In exploring faithful integrity and “living generously”, we want to highlight the work of Praxis, an accelerator for faith-driven entrepreneurs. Praxis urges organizations and leaders to strive for the “Redemptive Edge” of their industry. Praxis defines Redemption as “restoration through sacrifice” and says that:

A redemptive enterprise “spends itself” on behalf of the world more than on its own behalf. The founders, and ideally the funders, are led by the Spirit to create sustainable value while leaving opportunity for others (gleaning), and to operate regularly with grace and forgiveness.

Praxis uses redemptive within a framework that identifies exploitive and ethical organizations as the lesser alternatives. We call the ethical grouping “do good” and the redemptive grouping “do right”.  We agree with Praxis–faith-driven leaders are called to more than ethical.

Colossians 3:2 tells us “Set your minds on things that are above, not on things that are on earth.” “First things” are “above” and “second things” are “on earth”. The hard part is “Keeping First Things First” and pursuing them simply because they are “first things” and not in order to get the “second things”. Having an agenda of “second things” can leave us with nothing.
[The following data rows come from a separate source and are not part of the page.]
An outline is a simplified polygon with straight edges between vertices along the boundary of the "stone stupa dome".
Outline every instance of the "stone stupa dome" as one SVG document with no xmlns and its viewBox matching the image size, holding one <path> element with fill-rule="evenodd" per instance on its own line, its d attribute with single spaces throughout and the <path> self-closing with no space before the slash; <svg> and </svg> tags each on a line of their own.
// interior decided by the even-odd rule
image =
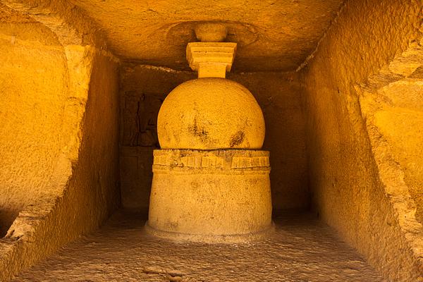
<svg viewBox="0 0 423 282">
<path fill-rule="evenodd" d="M 251 92 L 225 78 L 187 81 L 167 96 L 159 112 L 161 149 L 261 149 L 264 118 Z"/>
</svg>

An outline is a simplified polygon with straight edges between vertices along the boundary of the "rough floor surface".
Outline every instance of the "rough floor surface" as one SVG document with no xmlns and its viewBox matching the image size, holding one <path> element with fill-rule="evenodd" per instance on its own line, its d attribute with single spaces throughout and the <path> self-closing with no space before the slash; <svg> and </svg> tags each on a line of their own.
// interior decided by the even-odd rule
<svg viewBox="0 0 423 282">
<path fill-rule="evenodd" d="M 382 281 L 333 230 L 307 214 L 276 216 L 276 232 L 267 240 L 215 245 L 150 237 L 145 218 L 119 212 L 14 281 Z"/>
</svg>

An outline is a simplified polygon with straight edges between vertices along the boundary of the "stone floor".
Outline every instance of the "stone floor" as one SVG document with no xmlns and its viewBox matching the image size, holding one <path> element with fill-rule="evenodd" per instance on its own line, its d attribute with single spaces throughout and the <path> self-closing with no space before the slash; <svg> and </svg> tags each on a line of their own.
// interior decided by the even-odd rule
<svg viewBox="0 0 423 282">
<path fill-rule="evenodd" d="M 276 216 L 276 232 L 248 244 L 172 243 L 120 211 L 16 281 L 381 281 L 356 251 L 309 214 Z"/>
</svg>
The problem is that an agenda of the “second things” makes them your “first things”–and that is a disordered priority.

PERSONAL NOTE (from PM):  The importance and rarity of an organization emphasizing “for the right reasons” was highlighted for me at a breakfast several years ago.  I was meeting with a friend who was committed to doing his job faithfully.  He also worked for a corporation led by a faith-driven leader.  My friend shared that the business was unlike any he had worked for in the past because the CEO emphasized not only “do the right thing” but also “in the right way” (and he had worked for businesses in which “in the right way” was not a priority).  After I shared my belief about the importance of a trifecta–adding “for the right reasons”–I could see a lightbulb go off in his head.  Exploring WHY had never occurred to him, but it became obvious.  He had always assumed that “Profit as Purpose” was always the WHY for business.